Tejidos y órganos humanos frescos estaban esparcidos por todas partes.
Miembros amputados yacían descuidadamente descartados en las esquinas.
La cámara apestaba a podredumbre y a una depravación más allá de la imaginación.
En una esquina, un pequeño grupo se acurrucaba, con expresiones pálidas y horrorizadas.
Por sus túnicas y sus manos temblorosas, Thoren pudo adivinar fácilmente su papel en esta atrocidad.
Eran los eruditos, los arquitectos de la pesadilla.
En el centro de la cámara había un esqueleto, colocado dentro de una intrincada formación de extraños símbolos y patrones.
Las runas pulsaban débilmente, como si conservaran un rastro de energía residual.
—¿Qué es esto?
—preguntó Thoren, con la voz peligrosamente baja mientras miraba fijamente a los aterrorizados eruditos.
Por un momento, nadie habló.
Miraron nerviosamente al sirviente no muerto que se acercaba a ellos, con su ardiente mirada fija en sus temblorosos cuerpos.
Uno de los eruditos finalmente se derrumbó.
—Él… él era el motor que impulsaba a la criatura —tartamudeó el hombre.
—Usamos hechizos y runas prohibidas para atar su alma y transferirla al cuerpo de la criatura.
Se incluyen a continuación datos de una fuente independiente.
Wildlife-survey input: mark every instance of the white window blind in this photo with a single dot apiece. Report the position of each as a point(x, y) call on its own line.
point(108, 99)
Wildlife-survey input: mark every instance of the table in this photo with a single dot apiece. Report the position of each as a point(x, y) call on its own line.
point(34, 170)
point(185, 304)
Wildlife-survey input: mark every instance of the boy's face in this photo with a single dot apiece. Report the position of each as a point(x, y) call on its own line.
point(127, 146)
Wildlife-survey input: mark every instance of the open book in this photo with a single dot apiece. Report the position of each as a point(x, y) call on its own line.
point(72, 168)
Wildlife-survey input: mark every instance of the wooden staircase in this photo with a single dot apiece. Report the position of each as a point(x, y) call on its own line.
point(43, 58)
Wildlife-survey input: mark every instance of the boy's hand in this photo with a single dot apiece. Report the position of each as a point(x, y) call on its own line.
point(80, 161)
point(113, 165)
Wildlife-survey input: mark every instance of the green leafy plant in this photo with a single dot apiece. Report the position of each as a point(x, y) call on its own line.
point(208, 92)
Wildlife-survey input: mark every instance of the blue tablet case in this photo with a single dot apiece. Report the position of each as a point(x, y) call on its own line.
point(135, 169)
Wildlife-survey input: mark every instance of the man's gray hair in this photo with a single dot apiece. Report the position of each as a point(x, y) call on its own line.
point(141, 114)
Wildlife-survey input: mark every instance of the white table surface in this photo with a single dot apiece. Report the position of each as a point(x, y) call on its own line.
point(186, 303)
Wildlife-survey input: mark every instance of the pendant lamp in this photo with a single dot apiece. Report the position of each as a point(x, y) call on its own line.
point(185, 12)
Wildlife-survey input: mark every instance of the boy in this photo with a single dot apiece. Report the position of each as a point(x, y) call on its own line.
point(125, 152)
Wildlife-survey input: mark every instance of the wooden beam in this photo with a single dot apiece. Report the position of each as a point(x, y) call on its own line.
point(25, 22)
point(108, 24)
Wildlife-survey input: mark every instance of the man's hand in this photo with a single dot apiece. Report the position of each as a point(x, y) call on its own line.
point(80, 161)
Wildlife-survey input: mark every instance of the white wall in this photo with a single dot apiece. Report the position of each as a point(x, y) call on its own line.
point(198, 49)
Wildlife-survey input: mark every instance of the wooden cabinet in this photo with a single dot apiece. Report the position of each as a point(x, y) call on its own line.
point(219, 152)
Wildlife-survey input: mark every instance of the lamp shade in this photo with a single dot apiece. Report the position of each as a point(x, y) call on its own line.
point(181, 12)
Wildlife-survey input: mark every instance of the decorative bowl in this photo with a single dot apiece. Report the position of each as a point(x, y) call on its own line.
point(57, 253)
Al escuchar la explicación, los ojos de Thoren se oscurecieron aún más.
Solo podía imaginar el tormento que la víctima debió de haber soportado, con el alma arrancada de su cuerpo, encadenada y forzada a entrar en una abominación en contra de su voluntad.
La temperatura dentro de la cámara descendió a un nivel peligrosamente bajo.
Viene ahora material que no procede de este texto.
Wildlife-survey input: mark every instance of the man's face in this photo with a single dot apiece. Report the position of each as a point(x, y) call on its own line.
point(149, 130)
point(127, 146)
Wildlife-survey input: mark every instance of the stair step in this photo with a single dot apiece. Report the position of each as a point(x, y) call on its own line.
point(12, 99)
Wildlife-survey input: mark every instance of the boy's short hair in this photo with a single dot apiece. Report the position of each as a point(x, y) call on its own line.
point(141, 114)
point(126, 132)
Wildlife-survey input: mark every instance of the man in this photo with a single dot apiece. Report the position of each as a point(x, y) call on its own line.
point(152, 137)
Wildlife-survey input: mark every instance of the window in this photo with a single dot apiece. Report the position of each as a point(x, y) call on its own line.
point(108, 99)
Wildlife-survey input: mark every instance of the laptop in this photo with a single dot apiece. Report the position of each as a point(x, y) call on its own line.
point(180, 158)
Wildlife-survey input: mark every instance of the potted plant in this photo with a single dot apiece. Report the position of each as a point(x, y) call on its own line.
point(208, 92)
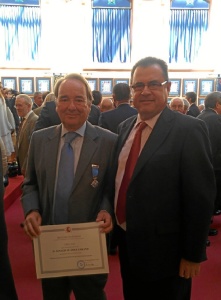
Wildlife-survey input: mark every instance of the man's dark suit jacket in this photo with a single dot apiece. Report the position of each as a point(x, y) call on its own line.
point(49, 117)
point(193, 110)
point(111, 119)
point(213, 122)
point(170, 197)
point(7, 287)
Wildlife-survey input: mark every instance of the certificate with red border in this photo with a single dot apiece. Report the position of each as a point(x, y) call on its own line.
point(70, 249)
—Ya que disfrutáis torturando a otros y usándolos para experimentos —dijo Thoren lentamente, mientras una sonrisa oscura se formaba en sus labios—, espero que no os importe si pruebo vuestros propios métodos con vosotros.
Los rostros de los eruditos se quedaron sin color.
El cuerpo destrozado de Jareth tembló donde yacía.
Por primera vez, un miedo genuino parpadeó en sus ojos.